She blinked tawny, feline eyes in amazement. A slender figure in flowing green stood on the balcony above, gazing out over the silent Labyrinth beyond. Stranger still, Yera could see ephemeral lines of power trailing off her, like a web, just like - !

As quickly as thought, the guardian rose onto two legs and willed herself to that balcony – she would not risk the woman slipping away as she traveled by more mundane means. At close range, the woman's graceful carriage and the faded, dusty-looking silk of the ancient gown left no doubts as to her identity, but the bright maelstrom of influence around her was new, all new…

"_Sarah?_" Yera whispered, hope and confusion and concern so evenly mixed within her that she didn't even know which was the most important.

The figure's posture shifted ever so slightly, and Yera knew she had heard, but she did not turn around.

"My lady?" the sphinx tried again. "How -? I didn't feel you arrive, and no mortal has ever been able to leave the anchor chamber on her own…"

"That's quite correct." The voice was familiar, but clearer and more resonant, the words making an almost visible ripple in the air around her.

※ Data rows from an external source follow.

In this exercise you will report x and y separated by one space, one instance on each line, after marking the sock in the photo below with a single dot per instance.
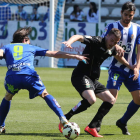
131 110
102 111
4 109
53 104
80 107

The woman turned, at last, and Yera took an involuntary step backward, feeling her dusting of golden fur all stand on-end at once. The face was that of the young mortal she remembered, and the eyes were still green… but seemed to have been re-cast in hard, perfect crystal, rather than flesh. They held a knife-edged, terrible beauty that grasped at Yera's attention and refused to let go.

"No _mortal_ has."


End file.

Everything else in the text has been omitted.